I swallowed and held the book out but didn’t let it go when she tried to pull it from my hands.
“Oh come on, Wes. Don’t be a baby!”
“You can read the first page,” I said steadily. “But only the first page. When the rest is ready, I can show you, but I’m private about these kinds of things.”
She nodded her understanding. “First page. Cross my heart and hope to die, I won’t go past that. Unless you give me permission.”
I released the book.
She brought it with her back to the bed and sat on the edge with the book resting on her knee. Her hair fell from where she’d tucked it behind her ear and hid her face from my view while she read. I didn’t say a word. I just sat there and stewed in the all-consuming nerves of having someone read my work.
One might think that nervousness would go away with experience.
It did not.
When she was done, she lifted her head and closed the book. She didn’t say anything for a minute and I feared the worst. She hated it.
Briar licked her lips and turned to me. “You wrote this just sitting there?”
I nodded. “I had inspiration.”
She swallowed and I realized there were tears in her eyes. “Nobody has ever said such nice things about me before.”
“I find that very hard to believe.”
“I mean it,” she whispered as she got to her feet and came back to me. She crawled into my lap and put the book down on the armrest.
I wiped a tear from her cheek. “I didn’t mean to make you cry.”
“I know.”
“I’m sorry.”
She cupped my face in one hand. “Don’t be. I loved it.”
Her lips found mine and I breathed in the smell of her vanilla shampoo and savored the warmth of her flesh against mine.
Chapter 23
Briar
One full week of work at the new job hadn’t made it any easier, or me any less clumsy for that matter. In a grand total of five shifts, I’d managed to cost Mare roughly sixty dollars in spilled coffee beans, incorrectly made drinks, and spilled milk. She claimed it was fine and all part of the expense of hiring a new staff member but her gracious forgiveness didn’t make me feel any less guilty about it.

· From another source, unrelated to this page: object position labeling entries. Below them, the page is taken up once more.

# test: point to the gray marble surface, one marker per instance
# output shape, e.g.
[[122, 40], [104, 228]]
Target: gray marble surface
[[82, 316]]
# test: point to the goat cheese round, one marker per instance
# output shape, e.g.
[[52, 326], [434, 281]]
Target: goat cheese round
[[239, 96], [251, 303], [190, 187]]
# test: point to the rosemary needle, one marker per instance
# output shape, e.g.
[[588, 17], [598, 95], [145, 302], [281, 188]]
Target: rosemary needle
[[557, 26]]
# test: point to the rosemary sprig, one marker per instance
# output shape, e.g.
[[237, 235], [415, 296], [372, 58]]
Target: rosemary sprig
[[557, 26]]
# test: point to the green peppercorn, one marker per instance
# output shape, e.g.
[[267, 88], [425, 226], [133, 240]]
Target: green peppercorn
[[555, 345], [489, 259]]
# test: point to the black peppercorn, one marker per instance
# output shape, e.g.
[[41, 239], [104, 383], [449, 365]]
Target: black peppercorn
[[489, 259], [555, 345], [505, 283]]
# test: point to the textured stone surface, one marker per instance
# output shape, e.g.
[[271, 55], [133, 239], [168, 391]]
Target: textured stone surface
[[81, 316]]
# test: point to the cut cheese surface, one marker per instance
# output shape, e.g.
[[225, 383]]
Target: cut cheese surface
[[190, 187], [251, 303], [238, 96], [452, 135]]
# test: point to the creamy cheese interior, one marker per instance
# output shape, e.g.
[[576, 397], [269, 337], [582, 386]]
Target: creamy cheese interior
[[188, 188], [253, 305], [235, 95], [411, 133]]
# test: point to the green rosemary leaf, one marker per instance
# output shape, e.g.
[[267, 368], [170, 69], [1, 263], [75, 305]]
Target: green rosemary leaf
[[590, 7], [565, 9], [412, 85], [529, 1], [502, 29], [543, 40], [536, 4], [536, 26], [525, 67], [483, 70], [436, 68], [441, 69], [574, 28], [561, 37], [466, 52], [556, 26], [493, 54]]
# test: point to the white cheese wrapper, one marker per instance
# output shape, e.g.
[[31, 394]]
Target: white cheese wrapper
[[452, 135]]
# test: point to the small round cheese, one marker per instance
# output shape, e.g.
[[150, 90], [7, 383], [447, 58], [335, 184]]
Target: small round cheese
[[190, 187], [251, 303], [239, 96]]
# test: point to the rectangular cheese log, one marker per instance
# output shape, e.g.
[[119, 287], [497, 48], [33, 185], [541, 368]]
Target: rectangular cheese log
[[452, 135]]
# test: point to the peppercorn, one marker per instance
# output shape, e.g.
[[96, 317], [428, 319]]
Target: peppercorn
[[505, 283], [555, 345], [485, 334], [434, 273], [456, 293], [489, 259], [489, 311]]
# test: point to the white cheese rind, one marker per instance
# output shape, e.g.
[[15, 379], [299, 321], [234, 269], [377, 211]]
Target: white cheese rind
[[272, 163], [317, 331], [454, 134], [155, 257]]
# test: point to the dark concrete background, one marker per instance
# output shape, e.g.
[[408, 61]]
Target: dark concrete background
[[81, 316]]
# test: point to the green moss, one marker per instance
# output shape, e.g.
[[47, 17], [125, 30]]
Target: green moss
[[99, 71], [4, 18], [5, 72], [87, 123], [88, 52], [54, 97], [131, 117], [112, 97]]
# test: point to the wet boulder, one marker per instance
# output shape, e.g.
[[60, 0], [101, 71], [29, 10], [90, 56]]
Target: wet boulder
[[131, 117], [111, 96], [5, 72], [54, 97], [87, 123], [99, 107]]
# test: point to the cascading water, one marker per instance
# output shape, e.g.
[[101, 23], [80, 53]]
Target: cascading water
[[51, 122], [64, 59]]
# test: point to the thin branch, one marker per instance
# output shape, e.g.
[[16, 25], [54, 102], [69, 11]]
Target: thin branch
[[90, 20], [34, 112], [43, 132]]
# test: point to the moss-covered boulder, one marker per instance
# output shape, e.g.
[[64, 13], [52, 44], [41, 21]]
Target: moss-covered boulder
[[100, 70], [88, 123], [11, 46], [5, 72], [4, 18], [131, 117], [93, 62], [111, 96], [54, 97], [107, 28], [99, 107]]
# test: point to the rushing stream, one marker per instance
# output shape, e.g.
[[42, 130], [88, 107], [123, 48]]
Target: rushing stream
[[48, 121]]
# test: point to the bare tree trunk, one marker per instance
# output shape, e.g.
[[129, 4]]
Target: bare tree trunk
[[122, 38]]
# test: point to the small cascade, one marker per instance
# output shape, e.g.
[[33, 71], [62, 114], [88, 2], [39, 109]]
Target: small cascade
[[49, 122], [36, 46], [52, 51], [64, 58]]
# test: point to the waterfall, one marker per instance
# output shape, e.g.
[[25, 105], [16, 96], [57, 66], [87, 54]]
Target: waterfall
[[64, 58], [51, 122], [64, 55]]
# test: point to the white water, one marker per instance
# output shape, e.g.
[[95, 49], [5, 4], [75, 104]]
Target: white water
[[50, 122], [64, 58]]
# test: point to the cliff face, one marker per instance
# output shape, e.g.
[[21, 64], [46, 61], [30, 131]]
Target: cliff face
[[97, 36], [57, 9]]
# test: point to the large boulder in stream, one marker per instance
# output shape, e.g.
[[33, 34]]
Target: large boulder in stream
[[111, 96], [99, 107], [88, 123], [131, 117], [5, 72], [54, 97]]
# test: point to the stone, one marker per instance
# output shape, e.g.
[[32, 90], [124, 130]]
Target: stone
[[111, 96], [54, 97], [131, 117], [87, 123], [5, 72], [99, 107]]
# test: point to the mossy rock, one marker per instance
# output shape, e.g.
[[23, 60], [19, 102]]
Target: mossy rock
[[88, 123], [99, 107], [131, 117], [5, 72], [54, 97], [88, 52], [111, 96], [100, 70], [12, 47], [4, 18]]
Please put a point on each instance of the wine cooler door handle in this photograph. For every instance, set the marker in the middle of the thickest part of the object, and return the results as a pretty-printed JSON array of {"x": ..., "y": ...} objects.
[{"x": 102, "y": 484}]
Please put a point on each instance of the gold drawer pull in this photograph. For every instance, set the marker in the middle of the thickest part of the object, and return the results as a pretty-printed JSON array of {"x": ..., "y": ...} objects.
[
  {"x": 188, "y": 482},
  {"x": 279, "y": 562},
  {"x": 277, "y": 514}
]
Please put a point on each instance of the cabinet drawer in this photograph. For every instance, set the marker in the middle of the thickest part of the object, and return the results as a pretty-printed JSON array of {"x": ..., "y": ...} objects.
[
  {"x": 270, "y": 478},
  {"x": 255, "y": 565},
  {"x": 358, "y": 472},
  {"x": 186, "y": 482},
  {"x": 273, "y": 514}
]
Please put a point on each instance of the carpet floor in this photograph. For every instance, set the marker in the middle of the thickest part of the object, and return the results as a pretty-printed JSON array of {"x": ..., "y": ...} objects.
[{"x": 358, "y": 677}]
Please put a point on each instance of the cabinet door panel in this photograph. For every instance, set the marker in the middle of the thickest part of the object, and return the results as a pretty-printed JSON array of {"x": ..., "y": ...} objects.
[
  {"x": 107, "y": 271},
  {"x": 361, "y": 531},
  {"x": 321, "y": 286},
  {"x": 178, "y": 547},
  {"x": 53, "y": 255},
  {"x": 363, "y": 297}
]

I vowed to be a better employee. I knew I needed time to get the hang of things, as Wes had said, and time was something that was out of my control. But what was in my control was making sure I was someone the staff as well as customers wanted to be around. I did my absolute best to upsell anything and everything, from scones to books to breakfast sandwiches, and it turned out I wasn’t too shabby at it. Consistency seemed to be key, and people didn’t buy more if you didn’t ask them if they wanted it.